Mildred could not at all understand that sort of "pride." Betsey Travice noticed the gravity of her eye.
"What education have I had, Miss Arkell? None. I learnt to read, and write, and spell, and I learnt nothing more. If I speak as a lady, it is because I was born to it, because papa and mamma and Charlotte so spoke, not from any advantages they gave me. I have been kept down all my life. Charlotte was made a lady of, and I was made to work. When I was only six years old I had to wait on mamma and Charlotte. I am not complaining of this; I like work; but I mention it, to ask you in what way, remembering these things, I am better than David Dundyke?"
In truth, Mildred could not say.
"What am I now but a burden on his mother?" continued Betsey. "In one sense I repay my cost; for, if I were not here, she would have to take a servant for the two little children. I have no prospects at all; I have nobody in the world to help me; indeed, Miss Arkell, it is generous of David to ask me to be his wife."
"You might find a home with your sister, now she has one. You ought to have it with her."
Betsey shook her head. "You don't know Charlotte," was all she answered.
Mildred dropped the subject. She took a ring from her purse, an emerald set round with pearls, and put it into Betsey's hand.
"It was my mother's," she said, "and I brought it for you. She had two of these rings just alike; one of them had belonged to a sister of hers who died. I wear the other—see! My mother was very poor, Betsey, or she might have left something worth the acceptance of you, her goddaughter."

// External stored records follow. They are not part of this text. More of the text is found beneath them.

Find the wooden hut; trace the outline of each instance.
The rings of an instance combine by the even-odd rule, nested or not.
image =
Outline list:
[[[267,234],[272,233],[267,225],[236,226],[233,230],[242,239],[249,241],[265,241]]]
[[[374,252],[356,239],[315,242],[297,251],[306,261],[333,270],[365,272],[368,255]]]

Betsey Travice burst into tears, partly at the kind words, partly at the munificence of the gift, for she had never possessed so much as a brass ring in all her life.
"It is too good for me," she said; "I ought not to take it from you. I would not, but for your having one like it. What have I done that you should all be so kind to me? But I will never part with the ring."
And, indeed, the contrast between the kindness to her of the Arkells generally and the unfeeling behaviour of her sister Charlotte, could but mark its indelible trace on even the humble mind of Betsey Travice.
"Has Charlotte come home?" she asked.
"Have you heard from her?" exclaimed Mildred in astonishment. "She came home before I left Westerbury."
Betsey shook her head. "We are not to keep up any correspondence; Charlotte said it would not do; that our paths in life lay apart; hers up in the world, mine down; and she did not care to own me for a sister. Of course I know I am inferior to Charlotte, and always have been; but still–"
Betsey broke down. The grieved heart was full.